Meta (formerly Facebook) (501+ Employees, 34% 2 Yr Employee Growth Rate)
The Site Operations team is responsible for the delivery of data center compute and storage at Meta, enabling our family of apps and services to support a growing global community. We are seeking a forward-thinking individual skilled across multiple disciplines to lead global initiatives on this team. The Infrastructure Services Engineer will take on complex technical problems, delivering effective and impactful solutions, working, and communicating with distributed teams and key stakeholders, across multiple disciplines. The person should enjoy working in a complex, highly technical environment where innovative design, planning, execution and communication is key to success. The candidate must be able to work collaboratively with cross functional teams to bring innovative infrastructure designs and initiatives from engineering concept to solution, implementing them in new and operational data centers across the globe.
Data Center Infrastructure Services Engineer Responsibilities:
- Represents Site Operations in leading work to define and architect new solutions on global initiatives, by working with key partner teams across multiple disciplines.
- Assemble and lead cognitively diverse teams to address complex engineering challenges, requiring a deep technical expertise as well as a broad understanding of Meta’s overall infrastructure.

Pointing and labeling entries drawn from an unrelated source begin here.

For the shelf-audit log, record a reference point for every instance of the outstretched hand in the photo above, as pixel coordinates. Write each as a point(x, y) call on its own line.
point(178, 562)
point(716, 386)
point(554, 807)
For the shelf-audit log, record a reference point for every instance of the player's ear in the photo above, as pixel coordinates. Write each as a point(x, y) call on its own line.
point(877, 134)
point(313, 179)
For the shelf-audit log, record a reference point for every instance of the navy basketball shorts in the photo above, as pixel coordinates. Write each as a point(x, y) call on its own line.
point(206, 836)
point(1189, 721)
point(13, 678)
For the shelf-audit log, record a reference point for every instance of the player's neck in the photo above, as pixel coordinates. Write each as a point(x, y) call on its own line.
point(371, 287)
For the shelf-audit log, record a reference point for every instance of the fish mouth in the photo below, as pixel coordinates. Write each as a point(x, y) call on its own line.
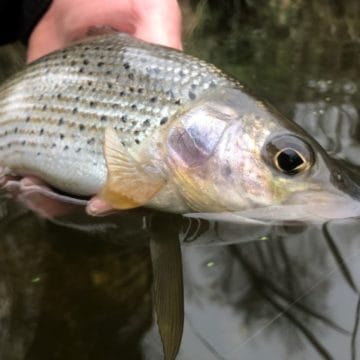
point(311, 207)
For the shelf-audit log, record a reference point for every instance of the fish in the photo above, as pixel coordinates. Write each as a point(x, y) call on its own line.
point(140, 124)
point(114, 119)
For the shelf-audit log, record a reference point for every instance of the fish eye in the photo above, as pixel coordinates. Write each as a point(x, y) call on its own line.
point(289, 154)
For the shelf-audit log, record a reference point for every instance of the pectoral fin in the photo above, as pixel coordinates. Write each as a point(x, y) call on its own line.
point(128, 185)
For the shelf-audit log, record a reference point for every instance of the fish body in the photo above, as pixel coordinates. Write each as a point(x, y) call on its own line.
point(147, 125)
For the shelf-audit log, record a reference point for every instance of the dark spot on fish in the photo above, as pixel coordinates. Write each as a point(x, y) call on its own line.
point(164, 120)
point(192, 96)
point(170, 94)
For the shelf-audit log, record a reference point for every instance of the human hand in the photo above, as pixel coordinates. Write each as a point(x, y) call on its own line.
point(156, 21)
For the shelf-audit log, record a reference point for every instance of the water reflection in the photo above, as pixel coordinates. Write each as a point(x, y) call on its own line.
point(82, 288)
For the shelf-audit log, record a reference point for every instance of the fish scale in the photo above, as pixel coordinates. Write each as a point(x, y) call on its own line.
point(54, 113)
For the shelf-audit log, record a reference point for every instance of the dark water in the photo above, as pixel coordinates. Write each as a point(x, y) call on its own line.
point(250, 292)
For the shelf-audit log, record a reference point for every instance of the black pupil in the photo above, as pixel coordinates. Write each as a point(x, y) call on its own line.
point(289, 161)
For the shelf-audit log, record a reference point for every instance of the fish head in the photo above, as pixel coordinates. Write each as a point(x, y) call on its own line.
point(230, 153)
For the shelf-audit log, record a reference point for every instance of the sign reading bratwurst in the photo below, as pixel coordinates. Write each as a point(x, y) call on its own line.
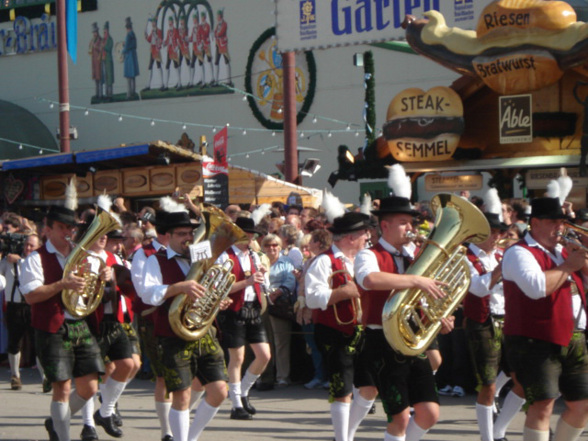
point(424, 126)
point(518, 45)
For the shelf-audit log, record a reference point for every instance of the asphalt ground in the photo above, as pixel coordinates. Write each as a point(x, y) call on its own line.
point(291, 413)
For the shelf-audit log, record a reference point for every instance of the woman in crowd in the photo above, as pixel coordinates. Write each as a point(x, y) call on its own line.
point(282, 288)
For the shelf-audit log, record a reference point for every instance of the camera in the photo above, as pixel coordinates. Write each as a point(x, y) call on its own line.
point(12, 243)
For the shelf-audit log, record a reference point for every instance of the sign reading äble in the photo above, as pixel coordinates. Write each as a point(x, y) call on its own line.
point(316, 24)
point(515, 119)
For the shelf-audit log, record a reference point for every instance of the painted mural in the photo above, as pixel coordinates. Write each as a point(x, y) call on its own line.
point(188, 54)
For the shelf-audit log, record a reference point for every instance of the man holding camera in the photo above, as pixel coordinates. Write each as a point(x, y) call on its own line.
point(18, 312)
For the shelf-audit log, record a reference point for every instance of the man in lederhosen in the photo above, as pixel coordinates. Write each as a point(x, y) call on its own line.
point(66, 347)
point(182, 361)
point(330, 291)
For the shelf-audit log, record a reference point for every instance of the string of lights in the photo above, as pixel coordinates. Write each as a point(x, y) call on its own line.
point(23, 145)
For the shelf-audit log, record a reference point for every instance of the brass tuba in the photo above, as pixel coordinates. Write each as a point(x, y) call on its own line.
point(412, 318)
point(190, 320)
point(82, 263)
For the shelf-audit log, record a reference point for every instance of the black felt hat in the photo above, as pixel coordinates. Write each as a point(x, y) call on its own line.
point(395, 205)
point(62, 214)
point(350, 222)
point(547, 208)
point(247, 224)
point(495, 222)
point(176, 220)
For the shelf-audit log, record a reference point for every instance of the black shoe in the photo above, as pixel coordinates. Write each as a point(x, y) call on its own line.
point(116, 416)
point(108, 424)
point(264, 386)
point(238, 413)
point(247, 406)
point(52, 433)
point(89, 433)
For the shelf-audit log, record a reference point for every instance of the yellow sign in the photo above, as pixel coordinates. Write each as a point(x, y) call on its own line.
point(435, 182)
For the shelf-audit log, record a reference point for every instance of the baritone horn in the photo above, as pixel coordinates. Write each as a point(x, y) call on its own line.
point(412, 318)
point(88, 265)
point(573, 234)
point(191, 319)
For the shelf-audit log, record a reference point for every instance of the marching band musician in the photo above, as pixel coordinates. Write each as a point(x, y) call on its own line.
point(65, 346)
point(106, 325)
point(241, 323)
point(483, 309)
point(401, 381)
point(164, 278)
point(330, 291)
point(145, 324)
point(545, 322)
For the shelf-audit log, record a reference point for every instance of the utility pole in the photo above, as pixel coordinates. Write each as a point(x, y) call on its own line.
point(63, 78)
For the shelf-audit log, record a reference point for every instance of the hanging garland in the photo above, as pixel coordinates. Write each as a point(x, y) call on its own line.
point(264, 77)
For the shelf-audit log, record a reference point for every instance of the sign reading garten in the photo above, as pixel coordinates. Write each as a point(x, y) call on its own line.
point(424, 126)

- Acts as key Subject Matter Expert and mentor in the design, operation, and troubleshooting of tools, technologies, and processes utilized within the Site Operations environment.
- Understand and assess risks and challenges associated with emerging new hardware, data center and software technologies, and define plans for how to address and mitigate these.
- Effectively bridge between the logical and physical world, ensuring a holistic understanding of the full infrastructure stack.
- Acts as a global communication and advisory point of contact for the design, implementation and delivery of projects that affect our global data center and server fleet, and facilitates resolution of issues drawing on local expertise and global support partners.
- Ability to address issues that often are ambiguous and of global nature, requiring leadership and collaboration across time zones, teams and technical domains.
- Leverages data-driven methodologies to understand a problem at the onset, defining a plan and being able to measure progress throughout a project. Provides data supplied narratives, and ensures a strong focus on continuous improvement.
- Builds and supports strong cross-functional connections with teams across the globe and serves as an advocate for the Site Operations Team with key partners, influencing policies and procedures to improve global data center operations.
- Ability to travel up to 20% to 30% required.
- BS, BEng or BA in technical field or commensurate experience.
- 10+ years of technical experience, in a large-scale data center or IT Infrastructure environment.
- Experience building globally scalable solutions and translating global strategic initiatives into local executable projects.
- Knowledge of the interdependencies of data center functions and technologies including electrical, cooling, structured cabling, security, network, server and storage systems.
- Experience building, operating and scaling with Linux or Unix Operating systems.
- Strong understanding of the full stack of infrastructure, with experience building or operating logical infrastructure on top of a complex, distributed physical infrastructure.
- Coding or scripting experience such as Bash, PHP, Python, SQL, or Perl.
- Experience in providing technical guidance to external vendors and partners.
- Knowledge and experience with virtualization, containerization, distributed systems, fault tolerance, and incident management.
- Data Center Design and Expansion. Experience with high level data center design, operations, basic electrical/mechanical infrastructure, and scaling physical infrastructure.
- Strong knowledge of storage and AI/ML related services and the hardware that supports them.
- Very strong communication skills and experience working in a highly distributed environment, across teams/department boundaries.
- Experience communicating the results of analysis and insights to cross functional teams and influencing the strategy of these teams.